O relatório final da Comissão Parlamentar de Inquérito (CPI) do Crime Organizado propôs uma nova intervenção federal na segurança pública do Rio de Janeiro, motivada pelo agravamento da crise de segurança no estado, caracterizada pelo domínio de facções criminosas e milícias. A recomendação busca replicar a estratégia bem-sucedida de 2018, quando uma intervenção similar foi realizada.
O principal objetivo da intervenção de 2018 não se limitou à presença militar nas comunidades, mas visou reconstruir a estrutura das polícias, com investimentos superiores a R$ 1 bilhão em veículos, equipamentos e armamentos. Além disso, os policiais foram submetidos a treinamentos em logística, capacitando-os a adquirir e manter os equipamentos de forma eficaz, assegurando a continuidade das operações policiais.

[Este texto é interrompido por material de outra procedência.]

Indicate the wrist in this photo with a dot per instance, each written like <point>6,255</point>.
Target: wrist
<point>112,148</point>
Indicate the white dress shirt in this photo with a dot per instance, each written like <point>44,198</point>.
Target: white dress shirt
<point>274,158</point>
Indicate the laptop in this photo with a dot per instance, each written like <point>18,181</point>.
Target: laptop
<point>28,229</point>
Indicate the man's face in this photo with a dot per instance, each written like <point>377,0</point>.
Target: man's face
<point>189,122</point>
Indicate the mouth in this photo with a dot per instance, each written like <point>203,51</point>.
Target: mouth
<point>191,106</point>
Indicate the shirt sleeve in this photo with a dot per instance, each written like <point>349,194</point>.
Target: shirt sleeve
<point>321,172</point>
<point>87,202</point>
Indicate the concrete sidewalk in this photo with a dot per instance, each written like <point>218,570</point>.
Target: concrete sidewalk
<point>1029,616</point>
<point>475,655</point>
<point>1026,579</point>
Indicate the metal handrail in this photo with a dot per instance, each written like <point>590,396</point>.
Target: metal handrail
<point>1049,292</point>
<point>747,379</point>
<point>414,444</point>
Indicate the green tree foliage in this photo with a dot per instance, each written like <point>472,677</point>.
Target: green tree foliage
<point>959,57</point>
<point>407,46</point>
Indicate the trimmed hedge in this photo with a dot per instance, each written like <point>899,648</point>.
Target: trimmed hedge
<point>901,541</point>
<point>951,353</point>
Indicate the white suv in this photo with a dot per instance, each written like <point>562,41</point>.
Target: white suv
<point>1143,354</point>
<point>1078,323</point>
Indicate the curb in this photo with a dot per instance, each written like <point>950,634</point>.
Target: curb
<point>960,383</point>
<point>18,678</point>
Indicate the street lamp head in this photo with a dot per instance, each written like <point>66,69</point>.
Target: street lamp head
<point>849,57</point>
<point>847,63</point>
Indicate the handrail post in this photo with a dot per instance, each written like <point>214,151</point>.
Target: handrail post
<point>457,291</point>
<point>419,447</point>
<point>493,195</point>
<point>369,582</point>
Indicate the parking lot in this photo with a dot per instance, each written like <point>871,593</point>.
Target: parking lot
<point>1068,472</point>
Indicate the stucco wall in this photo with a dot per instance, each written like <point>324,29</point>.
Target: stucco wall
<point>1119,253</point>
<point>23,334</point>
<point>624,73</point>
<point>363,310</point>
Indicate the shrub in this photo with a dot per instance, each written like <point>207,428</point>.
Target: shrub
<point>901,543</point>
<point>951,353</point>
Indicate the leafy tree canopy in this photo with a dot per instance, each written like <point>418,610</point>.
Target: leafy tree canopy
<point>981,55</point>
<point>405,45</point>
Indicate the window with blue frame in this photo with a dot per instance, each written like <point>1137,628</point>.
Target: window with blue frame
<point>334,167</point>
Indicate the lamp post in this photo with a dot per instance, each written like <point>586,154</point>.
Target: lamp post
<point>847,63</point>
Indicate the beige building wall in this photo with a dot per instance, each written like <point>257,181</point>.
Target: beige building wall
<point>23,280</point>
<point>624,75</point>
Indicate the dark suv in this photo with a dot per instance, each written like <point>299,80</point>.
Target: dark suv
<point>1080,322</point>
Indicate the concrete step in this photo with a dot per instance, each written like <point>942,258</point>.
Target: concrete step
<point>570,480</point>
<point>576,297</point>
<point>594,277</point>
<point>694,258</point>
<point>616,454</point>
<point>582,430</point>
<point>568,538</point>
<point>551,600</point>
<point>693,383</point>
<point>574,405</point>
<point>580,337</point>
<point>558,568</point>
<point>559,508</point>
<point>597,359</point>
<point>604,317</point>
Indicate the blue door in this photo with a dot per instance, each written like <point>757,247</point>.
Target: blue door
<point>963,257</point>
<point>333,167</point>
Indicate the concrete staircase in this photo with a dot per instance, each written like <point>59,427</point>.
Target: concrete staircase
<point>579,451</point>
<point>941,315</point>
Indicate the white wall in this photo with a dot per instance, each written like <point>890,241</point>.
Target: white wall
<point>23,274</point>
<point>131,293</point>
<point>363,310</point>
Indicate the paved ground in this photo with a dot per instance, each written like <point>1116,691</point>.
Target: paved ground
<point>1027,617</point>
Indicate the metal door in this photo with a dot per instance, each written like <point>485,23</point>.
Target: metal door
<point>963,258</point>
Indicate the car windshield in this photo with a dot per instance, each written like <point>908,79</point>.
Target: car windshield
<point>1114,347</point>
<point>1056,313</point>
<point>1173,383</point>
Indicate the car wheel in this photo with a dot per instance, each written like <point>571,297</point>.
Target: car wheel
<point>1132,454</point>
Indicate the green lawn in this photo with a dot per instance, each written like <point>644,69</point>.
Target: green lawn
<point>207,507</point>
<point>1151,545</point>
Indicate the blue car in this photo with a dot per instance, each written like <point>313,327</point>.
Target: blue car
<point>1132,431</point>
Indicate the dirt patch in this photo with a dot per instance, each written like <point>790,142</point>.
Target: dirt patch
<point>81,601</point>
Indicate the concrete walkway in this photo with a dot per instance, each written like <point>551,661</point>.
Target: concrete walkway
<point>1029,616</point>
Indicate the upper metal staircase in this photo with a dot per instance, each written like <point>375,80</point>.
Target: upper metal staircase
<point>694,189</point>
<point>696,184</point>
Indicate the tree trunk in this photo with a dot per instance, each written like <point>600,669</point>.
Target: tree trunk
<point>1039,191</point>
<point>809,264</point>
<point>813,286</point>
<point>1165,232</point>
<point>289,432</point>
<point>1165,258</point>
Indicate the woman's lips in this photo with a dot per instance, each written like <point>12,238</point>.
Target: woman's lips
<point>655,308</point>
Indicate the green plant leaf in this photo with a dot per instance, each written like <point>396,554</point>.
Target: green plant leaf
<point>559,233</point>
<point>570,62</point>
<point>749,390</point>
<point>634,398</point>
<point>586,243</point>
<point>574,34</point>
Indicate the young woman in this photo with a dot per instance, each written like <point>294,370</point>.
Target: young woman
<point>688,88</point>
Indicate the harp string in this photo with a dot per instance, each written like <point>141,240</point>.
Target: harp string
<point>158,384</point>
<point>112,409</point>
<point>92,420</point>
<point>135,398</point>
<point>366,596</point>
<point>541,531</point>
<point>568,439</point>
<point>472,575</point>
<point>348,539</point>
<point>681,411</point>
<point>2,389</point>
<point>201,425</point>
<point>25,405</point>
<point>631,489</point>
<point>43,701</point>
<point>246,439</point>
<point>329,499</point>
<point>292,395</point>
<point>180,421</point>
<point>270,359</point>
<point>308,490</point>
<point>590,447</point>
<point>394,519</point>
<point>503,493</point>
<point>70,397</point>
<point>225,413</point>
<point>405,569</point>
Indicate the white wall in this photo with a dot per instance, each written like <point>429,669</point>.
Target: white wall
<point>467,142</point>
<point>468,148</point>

Os resultados da intervenção foram expressivos, com uma queda real nos índices de criminalidade. O latrocínio, crime que combina roubo e homicídio, teve uma redução de 35%, superando as expectativas. Também houve diminuições significativas nos roubos de carga e de veículos. Embora a letalidade violenta tenha apresentado oscilações iniciais, ao final do período de intervenção, registrou uma queda de 13% em comparação ao ano anterior, o que validou as estratégias de inteligência implementadas.
A interrupção das diretrizes da intervenção anterior ocorreu em 1º de janeiro de 2019, quando Wilson Witzel assumiu o governo do estado. Apesar de ter recebido um plano detalhado para dar continuidade às melhorias, Witzel optou por descartar as orientações do governo federal, redirecionando o foco para operações policiais diretas nas favelas, abandonando a abordagem de segurança permanente e logística que havia sido estabelecida.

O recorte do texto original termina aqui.